Abstract

In the current issue of this journal, Simpson et al. (2015) examine a series of 232 forensic patients from Toronto, most of whom have schizophrenia or a related psychosis, and propose a typology based on the age of onset of mental illness compared to the index offence. All of the offenders were found to be unfit to stand trial or not criminally responsible for their actions because of the severity of mental illness. A quarter of the offenders had committed serious violent offences, including homicide, attempted murder and aggravated assault.
Although the study population is defined by the presence of a severe mental illness, the analysis mainly considers the criminological characteristics of the sample, and does not directly examine clinical variables, for example, intellectual function of the pattern of symptoms or treatment. The study does report the scores on a scale to estimate the probability of future violence (Historical Clinical Risk Management–20, HCR-20), and the clinical items on the HCR-20 include lack of insight, active symptoms and lack of response to treatment. The authors also report the average scores on the Psychopathy Checklist–Revised (PCL-R), a scale to measure antisocial attitudes and behaviours, on the basis that it has ‘excellent reliability and validity for future violence and delinquency’. However, the PCL-R is probably not a valid measure in people with severe mental illness, given the impairment in social skills and impulse control often associated with disabling psychotic illness. In any case, the reported mean PCL-R scores were relatively low when compared to other offender populations.

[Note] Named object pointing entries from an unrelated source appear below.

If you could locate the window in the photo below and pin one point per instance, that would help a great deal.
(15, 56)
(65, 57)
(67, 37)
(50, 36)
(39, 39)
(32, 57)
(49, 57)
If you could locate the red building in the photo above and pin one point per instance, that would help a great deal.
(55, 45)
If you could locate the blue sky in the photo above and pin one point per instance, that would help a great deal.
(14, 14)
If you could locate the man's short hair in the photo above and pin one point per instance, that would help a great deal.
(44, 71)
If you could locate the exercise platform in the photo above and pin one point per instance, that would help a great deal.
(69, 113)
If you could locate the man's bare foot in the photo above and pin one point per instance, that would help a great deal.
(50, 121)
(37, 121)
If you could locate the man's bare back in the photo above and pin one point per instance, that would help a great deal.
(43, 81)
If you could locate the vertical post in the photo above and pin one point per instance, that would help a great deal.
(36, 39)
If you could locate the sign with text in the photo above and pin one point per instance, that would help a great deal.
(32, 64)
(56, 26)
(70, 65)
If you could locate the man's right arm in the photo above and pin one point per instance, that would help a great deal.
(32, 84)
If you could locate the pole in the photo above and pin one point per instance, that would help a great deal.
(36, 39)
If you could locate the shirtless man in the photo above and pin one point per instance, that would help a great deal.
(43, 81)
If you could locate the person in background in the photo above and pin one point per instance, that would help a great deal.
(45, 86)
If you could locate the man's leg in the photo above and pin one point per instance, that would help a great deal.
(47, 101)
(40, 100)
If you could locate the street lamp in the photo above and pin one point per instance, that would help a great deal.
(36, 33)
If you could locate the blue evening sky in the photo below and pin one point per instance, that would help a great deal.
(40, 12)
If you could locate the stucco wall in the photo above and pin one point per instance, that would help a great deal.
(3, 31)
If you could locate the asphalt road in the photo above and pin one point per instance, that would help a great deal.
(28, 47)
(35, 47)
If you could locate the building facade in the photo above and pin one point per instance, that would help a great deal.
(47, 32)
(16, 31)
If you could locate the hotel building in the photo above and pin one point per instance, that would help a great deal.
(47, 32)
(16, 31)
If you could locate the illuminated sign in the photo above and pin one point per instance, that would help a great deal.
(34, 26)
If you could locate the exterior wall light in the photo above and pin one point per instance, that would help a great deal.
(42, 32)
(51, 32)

The study observed that around a quarter of the sample had a criminal career averaging more than 10 years and more than 10 convictions before they were found to be not criminally responsible or unfit to stand trial. This finding raises the question of how those earlier offences were dealt with by the courts, and whether there was a progression in the severity of mental illness, or in the seriousness of the offences. The characteristics of that sub-sample with a long criminal history were comparable to a series of serious non-lethal violent offenders (Yee et al., 2011), which found a relatively small proportion (16%) of the psychotic offenders had been diagnosed with psychosis for the first time, a mean age of first conviction several years before the diagnosis of mental illness and high rates of substance use and other criminological risk factors.
The analysis by Simpson et al. differs from the approach taken in other recent studies, for example, case linkage studies that compare the dates of onset of criminal offending with the dates of first contact with mental health services (e.g. Munkner et al., 2003), which found the majority of initial offending in people subsequently found to have schizophrenia took place immediately before the diagnosis. The analysis also departs from the findings of studies of phase of illness at the time of serious violent offences due to mental illness (e.g. Nielssen et al., 2012), which show that about half of the most serious offences by the mentally ill were committed prior to initial treatment, often after a long duration of untreated psychosis.
Simpson et al. describe another group of forensic patients with a relatively late onset of illness, and with few or no offences prior to the index offence. It would have been of considerable interest to know whether a proportion of those offenders presented for treatment for the first time by committing an offence, and whether they also had a long duration of untreated illness, because reducing the duration of untreated psychosis and assertive treatment of first episode psychosis might prevent some episodes of serious violence and self-harm.
As well as being of limited use in formulating policies to reduce violence by the mentally ill, it is also difficult to see how the typology devised by Simpson et al. would be of any value to the Ontario Review Board, or any similar authority, in deciding whether to release a forensic patient. Decisions to release forensic patients almost invariably turn on the response to treatment and the advice about the arrangements made for support and supervision after release. Release decisions have to be made regardless of the patient’s scores on the HCR-20 and PCL-R, as those scores tend to be fixed, whereas the course of serious mental illness is often permanently changed by a period of adequate treatment and participation in rehabilitation programmes. We do know from Simpson’s earlier work in New Zealand and a recent study from NSW (Hayes et al., 2014) that released forensic patients have low rates of re-offending, including patients with long criminal histories. This suggests that for people who have committed offences while seriously mentally ill, the individual’s circumstances and response to treatment are more important than historical factors in deciding on the conditions of release.
See Research by Simpson et al., 49(11): 1048–1059.
Footnotes
Declaration of interest
The authors report no conflicts of interest. The authors alone are responsible for the content and writing of the paper.
Funding
This research received no specific grant from any funding agency in the public, commercial or not-for-profit sectors.